A Better Way to Live

The Army Distaff Foundation (ADF), the 501c3 which operates and maintains Knollwood, raises the funds to bring innovation into the community and involves the residents in ongoing research activities—all with the goal of furthering innovations for healthy aging. Fortunately, foundations, corporations and individuals understand the challenges facing communities like Knollwood and provide critical support for research, innovation and technology.  

“I have been involved with an aging study through the U.S. Department of Health and Human Services for several years,” said Thelma. “Every year, they complete lots of tests to see how I’m aging. About a month later, I get a detailed report on my health, and they get my information to use in their studies.” 

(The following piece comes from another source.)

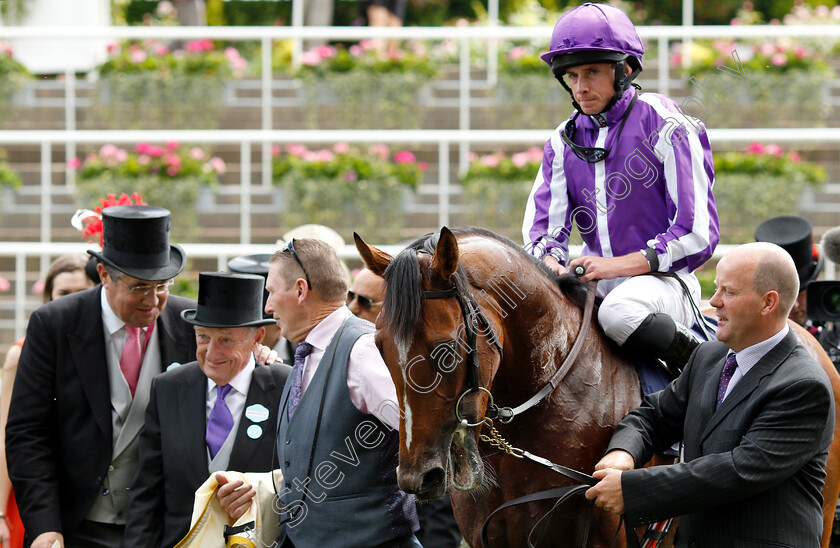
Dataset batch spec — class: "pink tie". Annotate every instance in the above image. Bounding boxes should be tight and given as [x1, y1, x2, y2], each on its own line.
[120, 324, 145, 398]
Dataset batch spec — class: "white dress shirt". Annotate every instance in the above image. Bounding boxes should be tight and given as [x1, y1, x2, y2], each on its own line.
[723, 324, 790, 400]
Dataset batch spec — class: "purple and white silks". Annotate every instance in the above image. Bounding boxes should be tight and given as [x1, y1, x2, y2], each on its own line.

At a recent community meeting, Thelma felt compelled to speak up about her experience with aging. “They were talking about measures the D.C. government should take to help people age in place in their homes,” she said. “I pointed out that many people don’t want to stay in a house by themselves—eat by themselves, cook by themselves, shop by themselves. Instead, they could live in a real community like this.” Thelma concluded, “This is just a much better way to live in your senior years.”

Innovations for Healthy Aging

Knollwood residents don’t just participate in studies, the community is actually the global test site for some of the most advanced technology currently being used to foster independent living for older adults.

To help residents maintain mobility and physical strength, Knollwood is enlisting cutting-edge technology. In February 2018, the community began using the EksoGTTM, a ready-to-wear, battery-powered, adjustable suit that helps patients re-learn proper gait patterns, build muscle and improve balance. This technology can mean the difference between permanent disability and regaining the ability to walk.

Knollwood is the first and only Life Plan community to offer exoskeleton therapy as part of their in-house physical therapy program. The community uses the device to help stroke patients recover and to help other patients rebuild lower body strength and stamina. 

Knollwood is also working with Trinity College, based in Dublin, Ireland, to develop, test and deploy a socially assistive robot. The robot is named Stevie. Socially assistive robots have the potential to improve the quality of life for residents in life plan communities by combating loneliness and handling non-core caregiver jobs. Through a process known as design thinking, residents and caregivers are helping to define the work of Stevie to ensure he meets their needs.  

Stevie is intelligent and can engage residents—facilitating games, playing music and reading books. Future plans call for Stevie to report security threats or safety hazards and perform a host of other administrative duties. For caregivers, robots are vital team members, performing non-essential functions and allowing them to focus on human touch and connection.

“We have all been interested in what they are doing with Stevie,” said Thelma. “It’s great to think that we could help to create a robot that will assist people in their senior years.”

A Study in Aging Well – To Benefit Communities Around the Nation

Intelligent, worldly and open-minded, the residents at Knollwood welcome the use of technology to enhance their lives. They have served their country and now they are proud to live in a community that is doing its part to serve an aging population. For a resident population accustomed to leading in their military careers, it is no wonder they have rallied to lead once more in support of research initiatives, pioneering work in robotics and artificial intelligence, and unique therapy innovations like Ekso bionics.  

Knollwood’s innovative programs and exceptional staff and residents prove how powerful technology can be when it is combined with time together. Merge the force of technology with the often-untapped potential of real human connections, and the possibilities are virtually limitless. 

Knollwood’s residents are using technology and spending time together. They are aging—and they are doing it well.